Wednesday, March 11, 2009

Concrete walls of a shaky education system

After several weeks of mental torture I have decided to pen down my thoughts on an issue I am extremely pained by. Let me elaborate.

My academic endeavors have led me into meeting a multitude of personalities, queer, interesting and inspiring. To my good fortune till this date I have come across individuals who have been sources of knowledge, thoughts and inspiration to me. Interacting with these minds has been enriching to me and my experiences in life, so much that I naturally developed the daft hypothesis that most people I will ever come across in my professional and personal life, read people of my background and interests, would share a greater if not similar curiosity in the 'world'.

To my misfortune this belief has become so ingrained in me that I feel terribly depressed and agitated when these beliefs are invalidated. The cause of my current 'discomfort' is the apparent lack of knowledge and interest I find in the people around me. I do not refer to the ability to produce a decent program in code or analyzing an algorithm or anything complex in academics, but to the basic abilities of logic and reason 'one' would attribute to an engineer.

I refer to the knowledge of our being, our world and our surroundings. Facts, figures and trivia we would pick up in the fifth grade or so. Where is Brazil? Why are houses in cold countries made of wood? What is the country Hitler was from? The no brainers, the rapid fire questions in an ill prepared quiz at junior school. Apparently, these are no brainers only for us. I was shocked there are my dear friends who didn't know their facts right.

Whats amiss where? Are they illiterates , certainly not. Are they not smart, not if you go by their resumes. Then what went wrong here. It seems to me that there is a large gap in our education system, ever widening. There seems to be no reward and merit for knowledge gleaned not from the latest syllabus books. All this when, whatever knowledge (which I sincerely feel is huge) the secondary and junior school syllabus in India provides is more than sufficient to establish a basic knowledge of the world. Where did the amnesia or disinterest settle in from?

Was there a disinterest from the very beginning just because showing interest, curiosity for learning would not fetch anything tangible or socially appreciable? Was there never a desire to explore and learn more? Much saddening was there no one friends or family who ever talked about these things? Random discussions on objects, events, personalities....no one to indulge in those?

Perhaps there are a billion other questions I could jot down, all of which true to an extent. Parents, family and friends are the greatest source of knowledge and wisdom. One spends most of their childhood around them, a stage when lots to be learnt. If things are not inculcated, interests are not piqued and encouragement is not given to the various faculties of the human mind, what good is a world class professional degree?

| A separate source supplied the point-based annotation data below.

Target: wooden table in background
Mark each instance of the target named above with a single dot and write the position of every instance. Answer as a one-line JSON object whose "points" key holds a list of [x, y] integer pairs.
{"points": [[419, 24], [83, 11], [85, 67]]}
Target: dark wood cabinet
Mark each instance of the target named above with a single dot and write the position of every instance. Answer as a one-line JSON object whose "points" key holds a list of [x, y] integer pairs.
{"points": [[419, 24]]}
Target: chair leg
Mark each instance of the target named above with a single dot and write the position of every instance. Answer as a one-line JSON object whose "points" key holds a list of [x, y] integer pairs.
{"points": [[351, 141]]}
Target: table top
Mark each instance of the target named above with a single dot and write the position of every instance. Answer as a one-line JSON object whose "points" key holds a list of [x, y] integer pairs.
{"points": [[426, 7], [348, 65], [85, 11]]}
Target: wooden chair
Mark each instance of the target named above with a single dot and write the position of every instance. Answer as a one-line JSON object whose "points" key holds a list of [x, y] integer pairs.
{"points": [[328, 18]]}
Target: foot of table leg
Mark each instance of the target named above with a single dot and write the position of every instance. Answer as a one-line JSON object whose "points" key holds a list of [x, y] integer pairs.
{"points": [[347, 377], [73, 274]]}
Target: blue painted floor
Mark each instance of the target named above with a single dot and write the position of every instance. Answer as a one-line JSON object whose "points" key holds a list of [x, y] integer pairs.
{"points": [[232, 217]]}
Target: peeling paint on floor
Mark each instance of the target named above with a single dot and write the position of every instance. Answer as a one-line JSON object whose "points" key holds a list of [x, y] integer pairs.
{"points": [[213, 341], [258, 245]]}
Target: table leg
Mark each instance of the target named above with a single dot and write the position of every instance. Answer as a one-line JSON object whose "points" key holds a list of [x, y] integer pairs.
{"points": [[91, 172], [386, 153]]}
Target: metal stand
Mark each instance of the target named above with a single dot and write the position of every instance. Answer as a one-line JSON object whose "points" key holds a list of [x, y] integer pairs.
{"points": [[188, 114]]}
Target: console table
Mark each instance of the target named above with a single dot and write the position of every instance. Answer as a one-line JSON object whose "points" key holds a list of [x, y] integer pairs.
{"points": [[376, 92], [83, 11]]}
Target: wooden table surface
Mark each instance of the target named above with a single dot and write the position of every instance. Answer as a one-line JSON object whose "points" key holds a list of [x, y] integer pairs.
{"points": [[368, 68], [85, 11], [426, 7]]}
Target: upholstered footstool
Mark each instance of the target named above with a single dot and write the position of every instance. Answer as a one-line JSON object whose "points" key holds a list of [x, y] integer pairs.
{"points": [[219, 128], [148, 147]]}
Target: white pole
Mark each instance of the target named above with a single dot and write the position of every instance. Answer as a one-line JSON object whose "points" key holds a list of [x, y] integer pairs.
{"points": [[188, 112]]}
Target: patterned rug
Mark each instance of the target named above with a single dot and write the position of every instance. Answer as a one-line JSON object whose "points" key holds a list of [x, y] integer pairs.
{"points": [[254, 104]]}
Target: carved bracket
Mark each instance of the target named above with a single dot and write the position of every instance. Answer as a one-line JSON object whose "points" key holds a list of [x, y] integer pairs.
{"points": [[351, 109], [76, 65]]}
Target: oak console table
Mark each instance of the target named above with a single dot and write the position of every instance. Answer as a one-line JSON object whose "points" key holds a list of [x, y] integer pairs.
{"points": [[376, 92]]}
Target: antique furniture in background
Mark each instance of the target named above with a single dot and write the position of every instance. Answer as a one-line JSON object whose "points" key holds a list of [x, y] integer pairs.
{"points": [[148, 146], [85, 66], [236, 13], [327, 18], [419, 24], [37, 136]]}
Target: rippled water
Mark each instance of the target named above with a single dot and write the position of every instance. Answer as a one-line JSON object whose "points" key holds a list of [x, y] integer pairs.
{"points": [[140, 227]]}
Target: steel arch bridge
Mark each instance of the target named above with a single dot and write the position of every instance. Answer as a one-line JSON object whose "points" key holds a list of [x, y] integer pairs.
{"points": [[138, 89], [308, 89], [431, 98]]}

If one conversation with a stranger outside your field of interest cannot last beyond a minute you have lost the essence of life. You are a subject matter expert not a generalist and for me, failed the test of life. Awareness of the self and of most things in this world is important. If not the knowledge only awareness if sufficient to instill a desire to know more at a later convenient date.

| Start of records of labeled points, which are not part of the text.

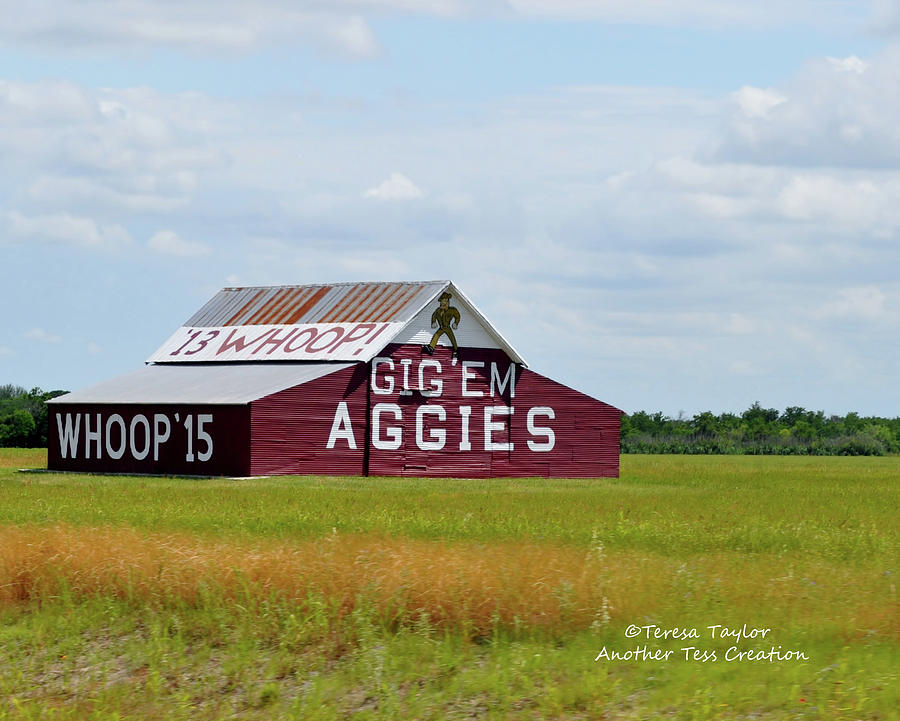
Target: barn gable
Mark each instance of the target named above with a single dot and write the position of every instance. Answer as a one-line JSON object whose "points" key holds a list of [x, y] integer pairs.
{"points": [[338, 322], [351, 378]]}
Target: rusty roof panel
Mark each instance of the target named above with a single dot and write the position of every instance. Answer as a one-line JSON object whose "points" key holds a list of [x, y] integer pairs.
{"points": [[337, 303]]}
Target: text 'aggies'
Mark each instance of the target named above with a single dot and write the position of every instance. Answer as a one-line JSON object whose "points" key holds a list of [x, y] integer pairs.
{"points": [[456, 420]]}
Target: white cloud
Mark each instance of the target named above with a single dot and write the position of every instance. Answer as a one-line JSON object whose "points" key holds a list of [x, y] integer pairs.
{"points": [[705, 13], [756, 102], [834, 112], [229, 25], [865, 303], [42, 336], [63, 228], [396, 187], [850, 64], [168, 242]]}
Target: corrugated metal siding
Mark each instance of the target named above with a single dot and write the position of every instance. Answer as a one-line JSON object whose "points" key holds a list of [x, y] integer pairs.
{"points": [[290, 429], [156, 439], [336, 303]]}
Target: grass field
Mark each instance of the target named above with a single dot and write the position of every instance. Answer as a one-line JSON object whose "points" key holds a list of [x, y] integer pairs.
{"points": [[431, 599]]}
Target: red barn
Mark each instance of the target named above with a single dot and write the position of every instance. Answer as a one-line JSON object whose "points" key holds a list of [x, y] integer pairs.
{"points": [[348, 379]]}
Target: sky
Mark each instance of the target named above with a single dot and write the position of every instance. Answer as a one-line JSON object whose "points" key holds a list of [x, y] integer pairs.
{"points": [[676, 206]]}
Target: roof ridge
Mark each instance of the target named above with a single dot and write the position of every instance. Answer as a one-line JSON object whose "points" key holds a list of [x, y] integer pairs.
{"points": [[338, 284]]}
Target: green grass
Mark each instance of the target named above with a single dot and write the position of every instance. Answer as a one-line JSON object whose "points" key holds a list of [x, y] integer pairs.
{"points": [[804, 546], [837, 508]]}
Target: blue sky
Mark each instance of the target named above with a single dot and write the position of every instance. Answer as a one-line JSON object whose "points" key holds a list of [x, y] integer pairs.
{"points": [[673, 206]]}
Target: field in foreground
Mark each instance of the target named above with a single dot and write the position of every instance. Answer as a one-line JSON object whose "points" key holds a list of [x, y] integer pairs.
{"points": [[402, 598]]}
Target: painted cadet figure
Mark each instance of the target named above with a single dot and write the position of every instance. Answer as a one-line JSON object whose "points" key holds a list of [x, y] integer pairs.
{"points": [[442, 318]]}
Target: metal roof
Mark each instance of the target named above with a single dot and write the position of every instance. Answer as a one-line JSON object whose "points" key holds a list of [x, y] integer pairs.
{"points": [[207, 383], [334, 303]]}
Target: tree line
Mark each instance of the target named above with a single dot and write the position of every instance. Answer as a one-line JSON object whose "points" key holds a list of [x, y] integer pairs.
{"points": [[23, 416], [758, 430], [761, 431]]}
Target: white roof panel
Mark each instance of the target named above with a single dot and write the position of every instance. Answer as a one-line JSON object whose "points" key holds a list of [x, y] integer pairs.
{"points": [[214, 383]]}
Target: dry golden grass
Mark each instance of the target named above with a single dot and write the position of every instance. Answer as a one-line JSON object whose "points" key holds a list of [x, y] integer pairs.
{"points": [[467, 586]]}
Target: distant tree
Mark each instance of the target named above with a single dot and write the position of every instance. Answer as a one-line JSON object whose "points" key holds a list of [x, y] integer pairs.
{"points": [[16, 428]]}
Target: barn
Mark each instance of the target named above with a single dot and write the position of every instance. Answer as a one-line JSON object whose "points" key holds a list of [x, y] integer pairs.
{"points": [[342, 379]]}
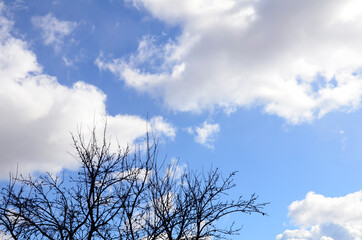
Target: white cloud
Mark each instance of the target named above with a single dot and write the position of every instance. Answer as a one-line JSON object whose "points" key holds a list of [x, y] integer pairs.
{"points": [[53, 30], [297, 59], [38, 113], [326, 218], [205, 135]]}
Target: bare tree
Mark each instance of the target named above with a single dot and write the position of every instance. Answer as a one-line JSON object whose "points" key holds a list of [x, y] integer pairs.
{"points": [[122, 195]]}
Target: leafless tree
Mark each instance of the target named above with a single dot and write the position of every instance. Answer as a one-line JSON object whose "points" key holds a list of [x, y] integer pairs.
{"points": [[123, 195]]}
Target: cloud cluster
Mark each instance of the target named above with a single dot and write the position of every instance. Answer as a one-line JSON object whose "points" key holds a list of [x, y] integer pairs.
{"points": [[38, 113], [296, 59], [326, 218], [53, 30]]}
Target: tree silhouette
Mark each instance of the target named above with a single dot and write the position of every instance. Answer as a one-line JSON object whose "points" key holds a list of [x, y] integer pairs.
{"points": [[122, 195]]}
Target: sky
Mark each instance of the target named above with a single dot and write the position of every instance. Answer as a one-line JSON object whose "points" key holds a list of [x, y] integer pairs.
{"points": [[269, 88]]}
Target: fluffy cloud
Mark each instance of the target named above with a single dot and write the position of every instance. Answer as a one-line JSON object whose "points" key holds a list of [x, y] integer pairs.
{"points": [[205, 135], [38, 113], [53, 30], [326, 218], [297, 59]]}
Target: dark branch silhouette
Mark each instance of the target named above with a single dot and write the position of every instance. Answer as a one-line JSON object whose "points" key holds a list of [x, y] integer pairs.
{"points": [[121, 195]]}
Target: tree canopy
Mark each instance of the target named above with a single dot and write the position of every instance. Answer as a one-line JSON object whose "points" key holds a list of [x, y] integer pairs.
{"points": [[127, 194]]}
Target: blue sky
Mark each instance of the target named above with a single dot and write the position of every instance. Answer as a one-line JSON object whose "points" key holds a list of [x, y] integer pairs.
{"points": [[271, 89]]}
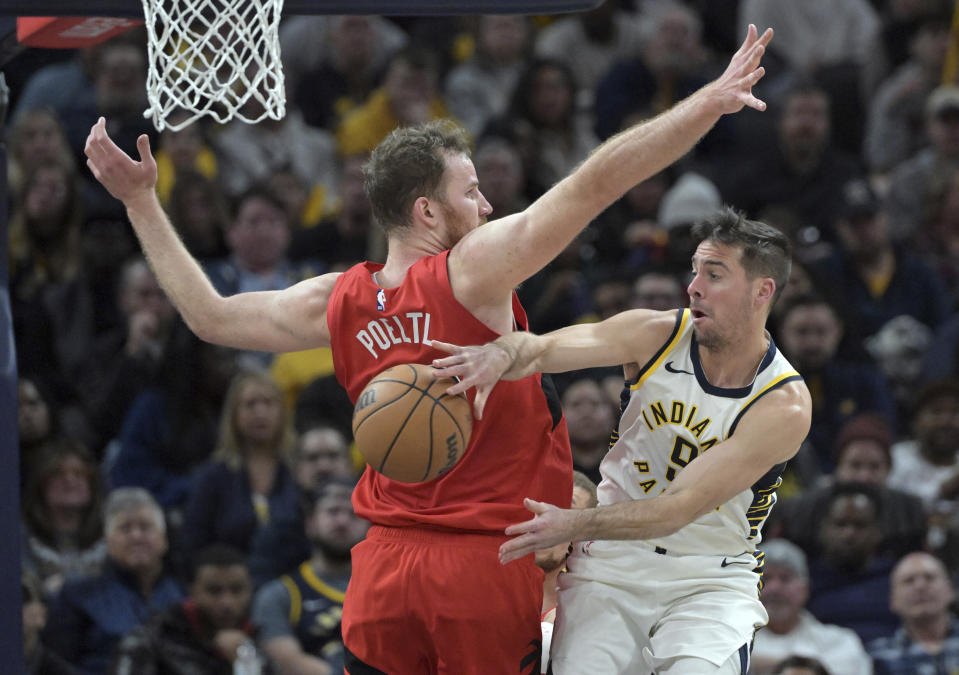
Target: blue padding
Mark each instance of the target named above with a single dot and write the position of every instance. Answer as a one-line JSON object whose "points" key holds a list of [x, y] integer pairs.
{"points": [[132, 8]]}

Ignorance is definitely not bliss. What are we leading into? A society of extremely polarized minds - whose awareness and curiosity is strictly restricted to the demands to activities leading to material gains. Sad, really sad.

I feel tired and sapped out to even wage this war against ignorance. Giving all my effort to erase it. perhaps I should find my cocoon, my comfort zone around the people I know. But now I am victim of my own principle, my awareness of what lies outside the comfort zone, will discomfort me and horrify me.